U.S. consumer prices accelerated in June and underlying inflation pressures showed signs of stabilizing, keeping on track expectations the Federal Reserve will start tapering its bond purchases later this year.
Other data on Tuesday showed industrial production pushed higher in June as manufacturing output found some momentum, raising hope a recent slowdown in factory activity was either over or close to running its course.
The Labor Department said its Consumer Price Index increased 0.5 percent, the largest rise since February, after nudging up 0.1 percent in May. Gasoline prices accounted for about two thirds of the increase in the CPI.
Economists polled by Reuters had expected consumer inflation to increase 0.3 percent last month.
In the 12 months through June, consumer prices advanced 1.8 percent after rising 1.4 percent in May. It was also the largest increase since February.
Stripping out volatile energy and food, consumer prices increased 0.2 percent for a second straight month. That took the increase over the 12 months to June to 1.6 percent, the smallest increase since June 2011. The so-called core CPI had increased 1.7 percent in May.
While both inflation measures remain below the Federal Reserve's 2 percent target, details of the report suggested the recent disinflation trend was fading, with medical care costs rising. Prices for new motor vehicles, apparel and household furnishings also increased.
Fed Chairman Ben Bernanke, who last month said the central bank would start cutting back the $85 billion in bonds it is purchasing each month to keep borrowing costs low, has viewed the low inflation as temporary and expects prices to push higher.
Alan Ruskin, an analyst at Deutsche Bank in New York, said the report should "counter arguments that there is a material deflation risk."
In a separate report, the Fed said output at the nation's factories, mines and utilities rose 0.3 percent last month after a flat reading in May. The increase reflected a 0.3 percent rise in manufacturing output.
Economists said it suggested some pickup in economic activity at the end of the second-quarter.
"If manufacturing growth is on the verge of accelerating into the second half of the year, this, along with solid gains in housing, should support growth in the second half of 2013," said John Ryding, chief economist at RDQ Economics in New York.
PRICES CREEPING UP
Tepid economic growth has been keeping a lid on inflation pressures. While some pockets of pricing power are starting to gradually emerge, there is no consensus on whether this trend will hold, given still-high unemployment.
Last month, gasoline prices soared 6.3 percent after being flat in May. June's increase in the cost of gasoline was the largest since February.
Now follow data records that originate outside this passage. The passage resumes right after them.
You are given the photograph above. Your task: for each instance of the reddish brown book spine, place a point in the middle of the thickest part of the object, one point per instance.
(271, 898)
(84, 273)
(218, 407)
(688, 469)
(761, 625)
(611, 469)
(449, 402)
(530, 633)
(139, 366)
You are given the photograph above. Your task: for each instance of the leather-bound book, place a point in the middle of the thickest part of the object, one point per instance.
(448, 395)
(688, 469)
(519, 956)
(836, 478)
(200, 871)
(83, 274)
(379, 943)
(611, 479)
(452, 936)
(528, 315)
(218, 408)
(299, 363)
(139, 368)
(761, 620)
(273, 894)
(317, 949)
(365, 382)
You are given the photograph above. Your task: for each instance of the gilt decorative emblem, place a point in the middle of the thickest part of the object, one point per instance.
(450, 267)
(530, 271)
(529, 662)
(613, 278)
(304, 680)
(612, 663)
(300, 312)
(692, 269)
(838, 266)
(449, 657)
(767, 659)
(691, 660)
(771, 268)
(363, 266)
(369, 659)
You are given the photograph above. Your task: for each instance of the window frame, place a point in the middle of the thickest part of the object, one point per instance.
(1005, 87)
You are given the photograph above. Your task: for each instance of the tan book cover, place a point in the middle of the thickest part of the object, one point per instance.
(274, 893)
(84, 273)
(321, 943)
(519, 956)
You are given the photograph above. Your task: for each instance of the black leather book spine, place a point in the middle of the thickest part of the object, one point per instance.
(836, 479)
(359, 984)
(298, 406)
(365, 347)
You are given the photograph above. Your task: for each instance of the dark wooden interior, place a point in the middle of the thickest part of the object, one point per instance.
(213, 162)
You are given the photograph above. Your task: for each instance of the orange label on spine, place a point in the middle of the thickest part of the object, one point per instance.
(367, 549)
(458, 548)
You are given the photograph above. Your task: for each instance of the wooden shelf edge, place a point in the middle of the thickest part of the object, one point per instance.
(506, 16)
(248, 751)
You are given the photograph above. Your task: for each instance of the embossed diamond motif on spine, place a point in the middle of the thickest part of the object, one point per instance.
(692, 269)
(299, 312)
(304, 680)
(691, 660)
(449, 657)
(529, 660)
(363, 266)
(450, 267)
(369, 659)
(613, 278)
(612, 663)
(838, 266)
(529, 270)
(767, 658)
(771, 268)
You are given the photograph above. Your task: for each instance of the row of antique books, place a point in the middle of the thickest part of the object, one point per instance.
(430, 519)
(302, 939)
When unadjusted for seasonal fluctuations, gasoline prices rose only 0.6 percent.
Food prices increased 0.2 percent after slipping 0.1 percent the prior month.
Overall housing costs maintained their steady rise, with owners' equivalent rent - which accounts for about a third of the core CPI - increasing 0.2 percent after a similar gain in May.
Medical care services rose 0.4 percent after being flat in May, while medical care commodities rebounded 0.5 percent as the cost of prescription drugs increased. Medical care commodities had dropped 0.5 percent the previous month.
Weak medical care costs have been the one of the key contributors to the low inflation rate.
Economists cite a host of reasons for the downward pressure on health costs, ranging from the expiration of patents on a number of popular prescription drugs to government spending cuts that are reducing payments to doctors and hospitals for Medicare.
"It's unclear we have seen all the medical care softness or we might see softness later this year from the effect of sequester," said Laura Rosner, an economist at BNP Paribas in New York.
Apparel prices pushed up 0.9 percent, the largest increase since August 2011, after edging up 0.2 percent in May.
New motor vehicle prices increased 0.3 percent. They had been flat in May. Prices for used cars and trucks fell for a second straight month.